L'album appartient à une époque plus innocente, pré-Edgelord, de la pop culture trolling, où le fait d'être activement offensif était considéré comme un acte noble de s'en prendre à un système baby-boomer coincé, dont les électeurs démocrates et républicains trouvaient une cause commune pour mettre les disques sur liste noire. C'était l'époque de l'apogée d'Howard Stern, de l'ascension de Bill Hicks vers la sainteté de la comédie alternative, et de Denis Leary jouant les Stone Temple Pilots au Nirvana de Hicks dans ses diatribes publicitaires sur MTV. Bon sang, même un jeune Radiohead donnait des noms d'albums d'après des sketches des Jerky Boys. En tant que duo de fumeurs de joints de banlieue bien plus intéressés par la nourriture que par la politique, Ween ne projetait pas le même genre d'énergie hostile que les excentriques anticonformistes susmentionnés. Mais leur comportement faussement affable signifiait qu'ils pouvaient s'en tirer en poussant les limites encore plus loin.
Alors que Freeman et Melchiondo frémiraient à l'idée d'être étiquetés « rock comique », ils abordaient la création musicale comme une troupe de sketchs : chaque chanson était son propre environnement absurde autonome, chacune présentant une nouvelle opportunité de se réinventer avec des sons, des scénarios différents et des jeux de rôle avec un faux accent peut-être malavisés mais exécutés de manière attachante (voir : la ballade meurtrière parodique mexicaine « Buenas Tardes Amigos » ou le métal mutant du Moyen-Orient de « I Can't Put My Finger On It », peut-être la première et la seule chanson jamais inspirée par la puanteur du falafel).
Et comme les grands acteurs comiques, Ween peut transmettre un univers entier à travers de simples détails improvisés : sur le morceau d'ouverture honky-soul « Take Me Away », Freeman lâche un « merci » à la Elvis sous quelques applaudissements en boîte, et vous êtes immédiatement propulsé dans un club de souper peu fréquenté quelque part dans le Midwest vers 1974, en train d'observer une ancienne idole de la pop vieillissante et boursouflée essayant désespérément de rester branchée 15 ans après son apogée ; on peut pratiquement imaginer les favoris en sueur, la chemise déboutonnée et le nœud papillon qui pend. Ce n'est pas une coïncidence si certains des fans les plus virulents de Ween sont eux-mêmes des créateurs de sketches comiques, comme Mr. Show, Tim et Eric, les gars de South Park et Tenacious D. (Et à une époque où le monde du rock alternatif pleurait encore la mort de Kurt Cobain, Ween a dédié Chocolat et fromage à la fin Téléviseur à écran plat le grand John Candy, décédé un mois avant lui.)

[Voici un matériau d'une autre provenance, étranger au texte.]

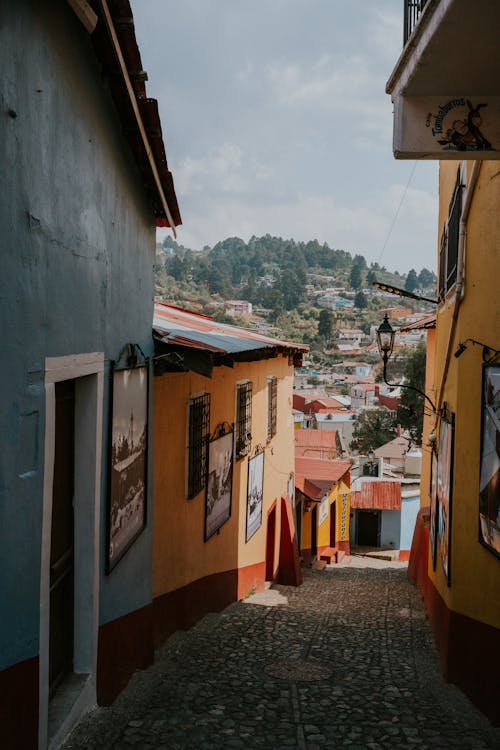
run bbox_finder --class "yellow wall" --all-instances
[153,356,294,597]
[430,161,500,627]
[420,328,436,508]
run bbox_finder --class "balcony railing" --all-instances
[403,0,427,44]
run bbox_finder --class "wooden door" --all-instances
[49,380,75,697]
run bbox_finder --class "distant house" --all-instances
[295,429,342,459]
[224,299,252,315]
[0,0,181,750]
[295,456,351,562]
[350,476,420,560]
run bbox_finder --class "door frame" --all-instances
[38,352,104,750]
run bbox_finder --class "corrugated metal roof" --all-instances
[91,0,182,227]
[351,480,401,510]
[398,310,436,333]
[295,430,337,449]
[153,302,309,354]
[374,437,411,458]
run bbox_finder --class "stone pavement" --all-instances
[60,558,500,750]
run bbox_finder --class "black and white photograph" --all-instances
[246,451,264,542]
[108,366,148,572]
[205,432,233,541]
[479,365,500,557]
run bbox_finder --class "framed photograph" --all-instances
[479,365,500,557]
[107,365,148,573]
[437,415,454,586]
[429,451,439,570]
[205,432,233,541]
[245,451,264,542]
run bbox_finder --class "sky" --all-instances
[131,0,438,273]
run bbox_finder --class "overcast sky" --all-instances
[132,0,437,271]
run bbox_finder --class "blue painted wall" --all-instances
[399,495,420,549]
[0,0,155,669]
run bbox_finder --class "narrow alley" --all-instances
[60,558,500,750]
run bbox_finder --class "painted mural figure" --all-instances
[438,99,492,151]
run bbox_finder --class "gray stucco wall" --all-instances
[0,0,155,668]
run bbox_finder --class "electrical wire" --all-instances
[377,161,418,263]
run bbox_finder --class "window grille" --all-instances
[188,393,210,498]
[236,382,252,458]
[267,376,278,440]
[439,169,462,300]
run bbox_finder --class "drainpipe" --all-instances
[436,160,483,413]
[101,0,177,237]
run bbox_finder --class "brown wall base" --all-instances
[153,561,266,648]
[425,582,500,726]
[408,508,500,726]
[0,656,38,750]
[97,605,154,706]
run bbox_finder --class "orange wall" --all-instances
[153,356,294,597]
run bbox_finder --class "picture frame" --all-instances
[478,364,500,557]
[205,431,234,541]
[245,451,264,542]
[436,413,455,586]
[106,361,149,573]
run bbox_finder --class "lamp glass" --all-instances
[377,315,396,362]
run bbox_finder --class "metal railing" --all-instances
[403,0,427,44]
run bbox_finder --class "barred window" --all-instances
[267,375,278,440]
[439,169,462,300]
[236,382,252,458]
[188,393,210,498]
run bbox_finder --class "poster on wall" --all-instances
[318,495,330,526]
[479,365,500,557]
[107,365,148,573]
[245,451,264,542]
[205,432,233,541]
[437,415,453,586]
[429,451,439,570]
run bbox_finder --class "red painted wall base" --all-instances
[0,656,38,750]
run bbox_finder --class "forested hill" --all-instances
[157,234,435,310]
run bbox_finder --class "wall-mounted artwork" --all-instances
[479,365,500,557]
[437,415,453,586]
[429,451,439,570]
[246,451,264,542]
[107,365,148,572]
[205,432,233,541]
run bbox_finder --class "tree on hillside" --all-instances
[351,408,396,453]
[318,310,333,347]
[349,265,363,289]
[398,344,426,445]
[405,268,418,292]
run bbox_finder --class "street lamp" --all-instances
[377,313,436,414]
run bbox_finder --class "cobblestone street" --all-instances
[60,565,500,750]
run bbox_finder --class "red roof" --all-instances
[351,480,401,510]
[295,456,351,484]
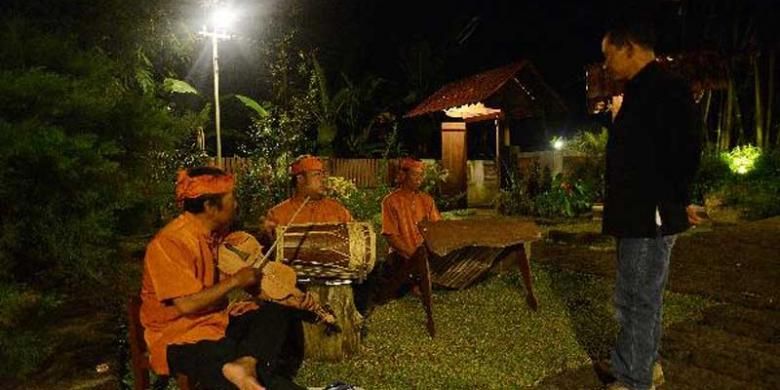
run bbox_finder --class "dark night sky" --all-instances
[191,0,778,146]
[210,0,708,117]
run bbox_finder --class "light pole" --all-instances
[200,8,235,168]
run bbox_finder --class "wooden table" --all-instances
[420,217,542,310]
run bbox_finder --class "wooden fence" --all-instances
[208,157,389,188]
[209,151,585,195]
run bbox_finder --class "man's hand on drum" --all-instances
[233,267,261,288]
[260,218,276,239]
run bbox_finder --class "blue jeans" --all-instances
[612,234,677,389]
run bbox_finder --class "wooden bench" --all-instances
[127,297,194,390]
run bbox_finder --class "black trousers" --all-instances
[167,303,303,390]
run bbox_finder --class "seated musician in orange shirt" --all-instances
[141,167,302,389]
[263,155,352,237]
[379,157,441,301]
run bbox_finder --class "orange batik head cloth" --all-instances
[290,154,325,176]
[398,157,425,171]
[176,168,235,207]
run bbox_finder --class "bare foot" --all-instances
[222,356,265,390]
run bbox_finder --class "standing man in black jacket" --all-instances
[602,24,701,389]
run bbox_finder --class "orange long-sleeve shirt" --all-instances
[382,189,441,253]
[266,197,352,225]
[141,213,228,375]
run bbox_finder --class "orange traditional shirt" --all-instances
[141,213,228,375]
[267,197,352,225]
[382,189,441,250]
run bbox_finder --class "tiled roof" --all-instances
[404,61,528,118]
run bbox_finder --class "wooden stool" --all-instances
[303,284,363,361]
[127,297,194,390]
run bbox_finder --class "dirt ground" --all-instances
[532,217,780,389]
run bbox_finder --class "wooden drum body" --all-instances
[276,222,376,280]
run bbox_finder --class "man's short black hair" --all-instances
[187,167,227,177]
[183,167,227,214]
[605,21,655,50]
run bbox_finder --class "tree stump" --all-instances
[303,285,363,361]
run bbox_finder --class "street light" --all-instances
[199,8,236,168]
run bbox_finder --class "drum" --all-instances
[276,222,376,281]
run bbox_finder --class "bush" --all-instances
[533,174,592,218]
[691,153,734,204]
[0,283,61,379]
[328,176,390,227]
[567,128,608,202]
[496,163,594,218]
[236,157,290,227]
[720,150,780,219]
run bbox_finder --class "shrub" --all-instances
[0,283,61,379]
[328,176,390,226]
[533,174,592,218]
[236,157,290,227]
[567,128,608,202]
[720,150,780,219]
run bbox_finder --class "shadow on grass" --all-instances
[539,265,618,389]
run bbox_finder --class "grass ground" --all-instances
[297,266,713,389]
[9,213,780,390]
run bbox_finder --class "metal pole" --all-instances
[211,31,222,168]
[493,116,501,189]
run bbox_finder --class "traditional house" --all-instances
[404,60,566,201]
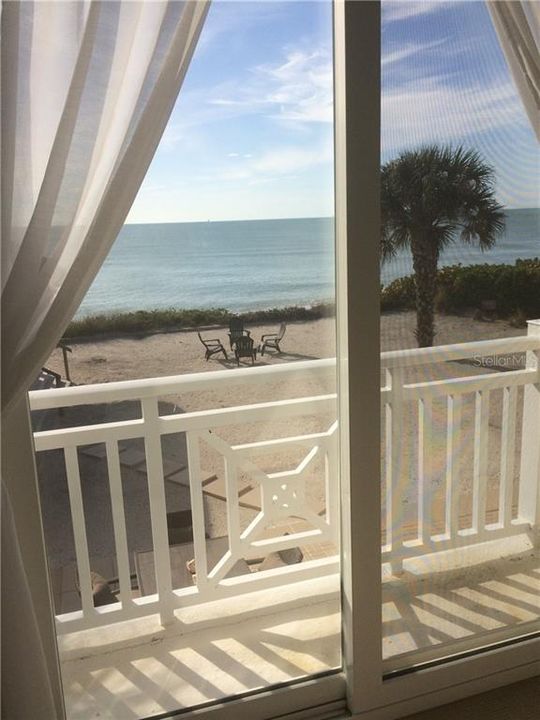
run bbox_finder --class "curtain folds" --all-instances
[487,0,540,140]
[1,0,207,409]
[0,0,209,720]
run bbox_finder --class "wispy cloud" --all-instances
[382,0,448,24]
[381,40,447,68]
[208,49,332,123]
[382,77,523,152]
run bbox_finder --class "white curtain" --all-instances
[1,0,207,408]
[487,0,540,140]
[1,0,208,720]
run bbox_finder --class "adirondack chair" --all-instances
[261,323,287,355]
[234,335,257,365]
[197,332,229,362]
[229,318,251,350]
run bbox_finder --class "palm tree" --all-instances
[381,145,505,347]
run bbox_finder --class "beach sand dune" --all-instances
[38,312,526,608]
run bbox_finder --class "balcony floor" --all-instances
[60,536,540,720]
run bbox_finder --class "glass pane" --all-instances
[34,1,341,720]
[381,2,540,672]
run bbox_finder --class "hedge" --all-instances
[381,258,540,318]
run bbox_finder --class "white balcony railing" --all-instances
[30,321,540,633]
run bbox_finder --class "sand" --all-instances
[38,312,526,611]
[47,312,526,384]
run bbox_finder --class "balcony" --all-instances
[30,321,540,720]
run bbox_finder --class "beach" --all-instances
[47,311,526,388]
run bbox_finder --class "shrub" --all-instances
[64,302,335,338]
[381,258,540,318]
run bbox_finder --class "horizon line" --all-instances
[124,206,540,225]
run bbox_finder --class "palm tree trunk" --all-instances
[411,237,439,347]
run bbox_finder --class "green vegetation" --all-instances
[381,145,504,347]
[381,258,540,322]
[64,258,540,339]
[64,303,335,338]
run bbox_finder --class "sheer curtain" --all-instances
[487,0,540,140]
[1,0,208,720]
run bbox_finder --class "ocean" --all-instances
[77,208,540,317]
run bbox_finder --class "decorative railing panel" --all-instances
[30,324,540,632]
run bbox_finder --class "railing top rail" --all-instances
[382,335,540,366]
[28,335,540,410]
[28,358,336,410]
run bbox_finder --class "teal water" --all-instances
[77,209,540,317]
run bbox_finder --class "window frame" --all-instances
[18,0,540,720]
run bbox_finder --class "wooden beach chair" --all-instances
[229,318,251,350]
[197,332,229,361]
[261,323,287,355]
[234,335,257,365]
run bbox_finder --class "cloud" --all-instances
[208,48,333,123]
[382,77,523,152]
[382,0,448,25]
[381,40,446,68]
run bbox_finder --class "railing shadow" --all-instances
[63,603,340,720]
[383,549,540,667]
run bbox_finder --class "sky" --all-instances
[127,0,540,223]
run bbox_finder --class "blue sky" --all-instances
[127,0,540,222]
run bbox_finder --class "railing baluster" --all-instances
[387,368,405,574]
[445,395,463,538]
[186,432,208,599]
[64,447,95,617]
[418,397,434,544]
[324,422,339,545]
[384,370,392,545]
[105,440,132,608]
[499,387,517,527]
[141,397,173,625]
[472,390,489,534]
[223,457,242,556]
[518,320,540,532]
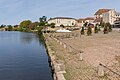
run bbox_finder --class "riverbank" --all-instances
[44,31,119,80]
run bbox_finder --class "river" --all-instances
[0,32,53,80]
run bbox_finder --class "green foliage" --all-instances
[20,20,32,32]
[50,23,55,28]
[60,24,65,28]
[29,22,39,30]
[39,16,47,23]
[87,26,92,36]
[94,24,98,33]
[81,27,85,35]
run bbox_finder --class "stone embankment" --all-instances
[43,34,66,80]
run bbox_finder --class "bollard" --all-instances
[98,64,104,77]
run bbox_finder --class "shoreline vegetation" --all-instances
[44,30,120,80]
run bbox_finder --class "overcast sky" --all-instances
[0,0,120,25]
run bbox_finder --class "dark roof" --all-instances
[49,17,76,20]
[95,9,111,15]
[94,18,102,22]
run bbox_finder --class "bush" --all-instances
[87,26,92,36]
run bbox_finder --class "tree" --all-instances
[39,16,47,22]
[29,22,39,30]
[50,23,55,28]
[81,27,85,35]
[87,26,92,36]
[60,24,65,28]
[20,20,32,31]
[84,22,88,27]
[94,24,98,33]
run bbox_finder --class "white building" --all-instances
[103,9,116,25]
[48,17,76,26]
[85,17,94,24]
[94,9,111,24]
[115,12,120,20]
[77,18,85,27]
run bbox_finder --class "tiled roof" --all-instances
[94,18,102,22]
[95,9,111,15]
[50,17,76,20]
[85,17,94,20]
[77,18,85,23]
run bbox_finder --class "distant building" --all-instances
[85,17,94,24]
[103,9,116,25]
[94,9,111,24]
[77,18,85,27]
[115,12,120,20]
[77,17,94,27]
[48,17,76,27]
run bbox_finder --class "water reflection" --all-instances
[20,32,39,44]
[0,32,53,80]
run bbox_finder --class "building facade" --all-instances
[94,9,111,24]
[48,17,76,27]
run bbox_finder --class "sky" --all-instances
[0,0,120,25]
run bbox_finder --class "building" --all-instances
[77,18,85,27]
[94,9,111,24]
[48,17,76,27]
[103,9,116,25]
[85,17,94,24]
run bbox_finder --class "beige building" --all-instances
[85,17,94,24]
[103,9,116,25]
[48,17,76,26]
[94,9,111,24]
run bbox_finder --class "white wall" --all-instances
[48,19,76,26]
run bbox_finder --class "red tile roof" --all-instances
[94,18,102,22]
[95,9,111,15]
[50,17,76,20]
[77,18,85,23]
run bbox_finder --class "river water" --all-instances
[0,32,53,80]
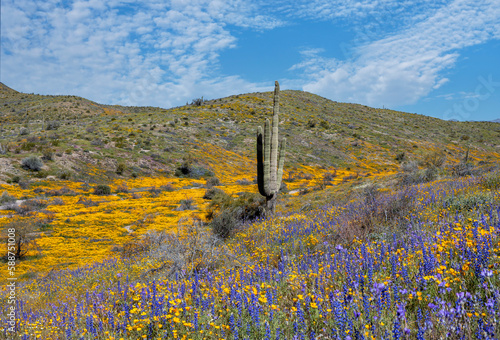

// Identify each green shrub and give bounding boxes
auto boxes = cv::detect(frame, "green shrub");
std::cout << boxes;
[94,184,111,195]
[57,170,71,180]
[45,121,61,130]
[21,156,43,171]
[443,193,493,212]
[116,163,126,175]
[0,190,16,204]
[203,188,224,200]
[206,190,265,239]
[205,177,221,189]
[175,198,195,211]
[451,162,474,177]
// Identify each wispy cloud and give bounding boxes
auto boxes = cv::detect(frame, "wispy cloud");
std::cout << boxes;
[296,0,500,106]
[2,0,283,106]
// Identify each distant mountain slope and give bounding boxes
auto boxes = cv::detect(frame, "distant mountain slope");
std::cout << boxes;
[0,84,500,180]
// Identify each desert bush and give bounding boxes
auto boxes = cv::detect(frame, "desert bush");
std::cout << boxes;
[206,191,265,239]
[42,150,54,161]
[210,209,240,240]
[90,138,105,146]
[45,120,61,130]
[45,186,76,196]
[203,188,224,200]
[57,170,71,180]
[94,184,111,196]
[191,97,203,106]
[236,178,252,185]
[50,197,65,205]
[397,161,437,186]
[320,170,337,189]
[116,184,130,194]
[21,156,43,171]
[76,196,99,208]
[17,180,31,190]
[148,187,162,197]
[20,198,48,214]
[394,151,406,162]
[174,160,213,178]
[160,183,175,191]
[116,163,126,175]
[443,193,493,212]
[175,198,195,211]
[205,177,221,189]
[451,162,475,177]
[340,185,414,241]
[422,151,446,168]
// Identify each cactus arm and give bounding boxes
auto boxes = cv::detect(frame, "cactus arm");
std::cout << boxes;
[264,119,272,196]
[270,82,280,192]
[276,138,286,193]
[257,126,266,196]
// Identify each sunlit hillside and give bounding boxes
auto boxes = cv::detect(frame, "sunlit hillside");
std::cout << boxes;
[0,84,500,339]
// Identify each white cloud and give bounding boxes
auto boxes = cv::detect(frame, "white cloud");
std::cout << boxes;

Mais là où leurs albums précédents étaient susceptibles de dégénérer en crises de fou rire, Chocolat et fromage Elle ne brise jamais le quatrième mur ni ne fait de clins d’œil à la caméra. Elle piège efficacement l’auditeur dans des situations profondément inconfortables où vous êtes forcé de vous demander : Dois-je rire de ça ? La ballade centrale, « Baby Bitch », a perfectionné la sérénade acoustique acide d’Elliott Smith avant que Smith ne devienne synonyme de la forme, mais son cœur blessé est connecté à un cerveau de gangsta rap. La chanson répertorie les ressentiments non résolus qui remontent à la surface lorsque votre ex refait surface après avoir entamé une nouvelle relation. Mais alors que d’innombrables dortoirs à travers l’Amérique ont collectivement éclaté de rire au son de Freeman chantant doucement « fuck you, you stinkin’ ass ho » sur des grattements de guitare suaves, la chanson est un portrait aussi peu flatteur de l’insécurité masculine et du dégoût de soi que tout ce que les Afghan Whigs produisaient à l’époque.